L’immagine di testata è un fotogramma della web serie di AOL “Making a scene” con James Franco nella sua citazione di Shining di Stanley Kubrick.

barberi

La quinta dimensione di Siena

Le prime tre dimensioni sono quelle dello spazio, la quarta è quella del tempo. Ce le danno quando si nasce. E fino a qui siamo tutti uguali. L’ho imparato a scuola ma l’ho capito all’Università; mi ci è voluto un film per capirlo. Un film di circa 12 ore in tedesco con sottotitoli in inglese. Se non fosse stato per quella compagna di studi così bella seduta accanto a me, non credo che sarei arrivato ai titoli di coda. Il film si intitolava “Heimat” di Edgar Reitz e racconta la storia di una famiglia tedesca dal periodo del nazismo fino al 1968. Ora che siamo abituati alla lunghezza delle serie televisive magari qualcuno di voi potrà anche prendersi la briga di guardarselo. Merita.

Heimat in tedesco vuol dire più o meno “Madre patria”, anche se tradurre un vocabolo così significativo dal tedesco all’italiano non racconta tutte le sfumature culturali che nel passaggio tra le due lingue inevitabilmente sbiadiscono.

Quel film mi fece capire quanto ognuno di noi sia inesorabilmente e ineluttabilmente collocato nel tempo e nello spazio. Io sono nato a Siena e questo sarà per sempre il mio spazio, anche se un giorno, come il mio amico Dario, deciderò di andare a vivere in Danimarca o se, come il mio amico Leonardo, avrò la sorte di metter su famiglia a Montecarlo. Sono nato a Siena nel 1975 e oltre allo spazio questo è anche il mio tempo: vuol dire che oggi ho 42 anni. E il tempo non si tira indietro nemmeno se guidi una Deloren.

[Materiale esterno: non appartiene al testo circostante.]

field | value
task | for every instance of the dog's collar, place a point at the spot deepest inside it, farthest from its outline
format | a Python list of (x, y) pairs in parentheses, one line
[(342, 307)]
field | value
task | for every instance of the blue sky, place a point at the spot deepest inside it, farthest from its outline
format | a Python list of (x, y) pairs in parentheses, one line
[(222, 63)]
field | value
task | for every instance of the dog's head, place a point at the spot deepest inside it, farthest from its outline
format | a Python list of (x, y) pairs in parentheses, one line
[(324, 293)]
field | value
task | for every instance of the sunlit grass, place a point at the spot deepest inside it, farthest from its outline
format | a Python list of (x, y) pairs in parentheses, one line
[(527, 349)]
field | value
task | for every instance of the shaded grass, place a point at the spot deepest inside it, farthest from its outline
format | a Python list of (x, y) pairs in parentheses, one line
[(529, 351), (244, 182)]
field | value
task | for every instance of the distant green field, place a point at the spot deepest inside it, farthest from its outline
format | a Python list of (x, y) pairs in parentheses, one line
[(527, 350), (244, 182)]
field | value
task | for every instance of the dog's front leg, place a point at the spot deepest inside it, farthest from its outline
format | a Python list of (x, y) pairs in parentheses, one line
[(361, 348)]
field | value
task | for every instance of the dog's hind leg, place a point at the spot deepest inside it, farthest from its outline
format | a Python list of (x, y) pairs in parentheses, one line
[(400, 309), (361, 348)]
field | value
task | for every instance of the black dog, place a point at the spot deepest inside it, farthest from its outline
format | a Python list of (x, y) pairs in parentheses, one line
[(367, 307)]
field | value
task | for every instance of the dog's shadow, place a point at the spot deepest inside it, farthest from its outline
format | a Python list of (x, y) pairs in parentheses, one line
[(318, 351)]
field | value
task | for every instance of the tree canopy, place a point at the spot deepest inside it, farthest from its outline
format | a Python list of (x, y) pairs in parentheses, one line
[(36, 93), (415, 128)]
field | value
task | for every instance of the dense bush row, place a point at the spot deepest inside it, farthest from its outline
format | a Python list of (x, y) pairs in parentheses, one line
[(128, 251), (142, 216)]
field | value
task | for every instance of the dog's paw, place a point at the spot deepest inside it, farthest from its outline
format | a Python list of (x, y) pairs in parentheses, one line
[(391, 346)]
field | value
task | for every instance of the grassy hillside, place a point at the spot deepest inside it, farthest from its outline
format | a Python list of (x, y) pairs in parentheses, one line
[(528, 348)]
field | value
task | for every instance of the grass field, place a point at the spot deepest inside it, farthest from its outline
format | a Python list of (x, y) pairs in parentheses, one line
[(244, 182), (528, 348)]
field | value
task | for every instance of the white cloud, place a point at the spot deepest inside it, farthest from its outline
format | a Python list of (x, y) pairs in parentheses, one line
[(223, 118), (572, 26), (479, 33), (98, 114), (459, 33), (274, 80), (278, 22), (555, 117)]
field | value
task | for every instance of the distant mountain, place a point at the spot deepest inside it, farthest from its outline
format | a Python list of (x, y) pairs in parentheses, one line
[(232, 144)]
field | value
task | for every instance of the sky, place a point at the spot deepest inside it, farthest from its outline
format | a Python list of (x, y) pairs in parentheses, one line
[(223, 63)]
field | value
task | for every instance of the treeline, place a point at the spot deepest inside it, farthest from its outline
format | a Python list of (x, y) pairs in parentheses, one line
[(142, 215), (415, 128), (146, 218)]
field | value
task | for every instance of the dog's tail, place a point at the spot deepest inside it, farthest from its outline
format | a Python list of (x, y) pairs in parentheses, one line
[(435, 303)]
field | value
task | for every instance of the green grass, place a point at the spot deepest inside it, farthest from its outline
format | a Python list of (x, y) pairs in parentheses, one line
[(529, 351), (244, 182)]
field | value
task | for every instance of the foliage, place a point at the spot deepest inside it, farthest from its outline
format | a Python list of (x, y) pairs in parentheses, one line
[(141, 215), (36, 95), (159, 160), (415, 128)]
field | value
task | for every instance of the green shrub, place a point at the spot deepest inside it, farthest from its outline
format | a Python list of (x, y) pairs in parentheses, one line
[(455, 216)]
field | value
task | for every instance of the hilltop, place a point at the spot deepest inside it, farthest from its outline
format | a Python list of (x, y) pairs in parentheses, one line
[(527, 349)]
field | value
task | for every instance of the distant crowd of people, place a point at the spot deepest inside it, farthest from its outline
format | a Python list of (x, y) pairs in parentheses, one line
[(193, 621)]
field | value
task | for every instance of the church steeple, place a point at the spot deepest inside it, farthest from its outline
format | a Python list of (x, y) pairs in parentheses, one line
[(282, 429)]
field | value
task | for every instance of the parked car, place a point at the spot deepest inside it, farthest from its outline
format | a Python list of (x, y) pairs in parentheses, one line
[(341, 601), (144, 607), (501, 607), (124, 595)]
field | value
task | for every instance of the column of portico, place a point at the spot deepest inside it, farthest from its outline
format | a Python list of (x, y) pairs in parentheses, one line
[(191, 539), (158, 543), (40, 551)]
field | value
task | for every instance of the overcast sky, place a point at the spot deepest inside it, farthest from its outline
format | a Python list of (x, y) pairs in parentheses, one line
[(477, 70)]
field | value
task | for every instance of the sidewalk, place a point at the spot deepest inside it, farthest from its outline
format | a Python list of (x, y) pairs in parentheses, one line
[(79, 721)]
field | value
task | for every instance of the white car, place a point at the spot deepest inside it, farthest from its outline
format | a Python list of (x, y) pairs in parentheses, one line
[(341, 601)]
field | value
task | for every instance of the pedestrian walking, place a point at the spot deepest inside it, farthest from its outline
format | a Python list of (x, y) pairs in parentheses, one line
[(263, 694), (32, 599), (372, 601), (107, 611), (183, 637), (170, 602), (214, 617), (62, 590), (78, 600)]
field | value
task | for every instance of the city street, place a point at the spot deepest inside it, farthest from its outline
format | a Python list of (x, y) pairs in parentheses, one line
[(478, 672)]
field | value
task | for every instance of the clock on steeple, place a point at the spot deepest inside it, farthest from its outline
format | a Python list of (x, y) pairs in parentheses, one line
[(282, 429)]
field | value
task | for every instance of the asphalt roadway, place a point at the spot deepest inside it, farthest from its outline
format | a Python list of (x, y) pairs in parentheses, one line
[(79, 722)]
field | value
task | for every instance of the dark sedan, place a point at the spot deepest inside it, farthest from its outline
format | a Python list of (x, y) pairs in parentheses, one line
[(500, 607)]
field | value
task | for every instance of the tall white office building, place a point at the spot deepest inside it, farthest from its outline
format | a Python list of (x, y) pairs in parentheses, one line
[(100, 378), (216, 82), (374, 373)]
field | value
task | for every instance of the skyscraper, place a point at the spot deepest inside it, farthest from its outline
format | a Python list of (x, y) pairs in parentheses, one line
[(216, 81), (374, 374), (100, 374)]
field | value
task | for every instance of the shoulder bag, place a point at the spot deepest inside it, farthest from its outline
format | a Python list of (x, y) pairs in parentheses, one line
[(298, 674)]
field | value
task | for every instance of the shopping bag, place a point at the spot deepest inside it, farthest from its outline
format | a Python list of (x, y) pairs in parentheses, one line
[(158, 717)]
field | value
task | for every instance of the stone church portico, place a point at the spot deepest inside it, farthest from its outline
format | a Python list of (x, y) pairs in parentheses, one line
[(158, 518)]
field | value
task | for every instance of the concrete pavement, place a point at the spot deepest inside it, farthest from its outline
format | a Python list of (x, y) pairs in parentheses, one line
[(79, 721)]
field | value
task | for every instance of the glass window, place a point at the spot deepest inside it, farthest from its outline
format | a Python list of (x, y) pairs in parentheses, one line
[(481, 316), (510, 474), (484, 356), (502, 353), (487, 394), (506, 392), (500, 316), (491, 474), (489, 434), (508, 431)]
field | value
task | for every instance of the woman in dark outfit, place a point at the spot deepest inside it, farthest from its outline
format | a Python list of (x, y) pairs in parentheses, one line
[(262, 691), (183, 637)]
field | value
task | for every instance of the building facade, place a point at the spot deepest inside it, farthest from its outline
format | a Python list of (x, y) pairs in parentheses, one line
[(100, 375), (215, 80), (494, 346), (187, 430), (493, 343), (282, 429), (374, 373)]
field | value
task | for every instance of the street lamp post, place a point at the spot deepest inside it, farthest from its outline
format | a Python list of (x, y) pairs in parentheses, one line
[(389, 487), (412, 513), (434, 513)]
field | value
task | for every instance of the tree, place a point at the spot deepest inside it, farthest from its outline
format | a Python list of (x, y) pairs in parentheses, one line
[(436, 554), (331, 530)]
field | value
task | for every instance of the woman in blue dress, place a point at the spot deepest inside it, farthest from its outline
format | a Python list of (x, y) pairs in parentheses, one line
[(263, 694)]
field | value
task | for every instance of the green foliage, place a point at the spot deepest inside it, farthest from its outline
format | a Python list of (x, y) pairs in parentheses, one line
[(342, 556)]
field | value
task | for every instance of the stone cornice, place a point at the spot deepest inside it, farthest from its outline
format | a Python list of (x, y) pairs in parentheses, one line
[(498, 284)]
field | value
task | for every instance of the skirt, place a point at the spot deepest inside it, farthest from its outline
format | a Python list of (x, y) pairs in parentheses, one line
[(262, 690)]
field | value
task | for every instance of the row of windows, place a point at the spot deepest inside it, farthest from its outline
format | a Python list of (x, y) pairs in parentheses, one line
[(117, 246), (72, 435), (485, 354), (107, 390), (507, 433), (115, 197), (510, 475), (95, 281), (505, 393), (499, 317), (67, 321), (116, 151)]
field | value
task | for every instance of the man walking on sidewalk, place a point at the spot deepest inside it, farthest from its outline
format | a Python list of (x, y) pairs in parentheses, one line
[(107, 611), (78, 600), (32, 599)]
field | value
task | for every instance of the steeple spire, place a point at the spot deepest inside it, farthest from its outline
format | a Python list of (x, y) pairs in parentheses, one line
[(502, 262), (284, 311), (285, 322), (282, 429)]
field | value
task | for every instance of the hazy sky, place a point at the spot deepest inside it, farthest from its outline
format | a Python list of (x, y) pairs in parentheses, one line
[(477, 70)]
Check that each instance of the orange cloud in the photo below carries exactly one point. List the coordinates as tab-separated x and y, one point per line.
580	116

Ma l’essere nato a Siena ci regala anche una quinta dimensione che è quella della Contrada alla quale si appartiene. Sono nato a Siena, nel 1975 e sono dell’Aquila. Eccola lì la mia quinta dimensione che porterò con me fino alla fine. Questa i protagonisti di Heimat non ce l’avevano.

Incrociando queste cinque dimensioni, uno di Siena riesce a capire più o meno chi siete. Perché con l’altalenante destino legato alle sorti del Palio si riesce a stabilire fortune e sfortune paliesche di qualsiasi individuo. Che, nel corso del tempo, inevitabilmente mutano al mutare della banderuola che gira sopra la Torre del Mangia.

Una vecchia signora dall’accento brianzolo accanto al mio ombrellone, oggi mi ha chiesto del Palio. Le ho detto che a diciassette anni avevo visto vincere l’Aquila quattro volte. “Però, lei è fortunato!”.

Vagliela a spiegare la “quinta dimensione” a una che per tutta la vita ne ha avute soltanto quattro.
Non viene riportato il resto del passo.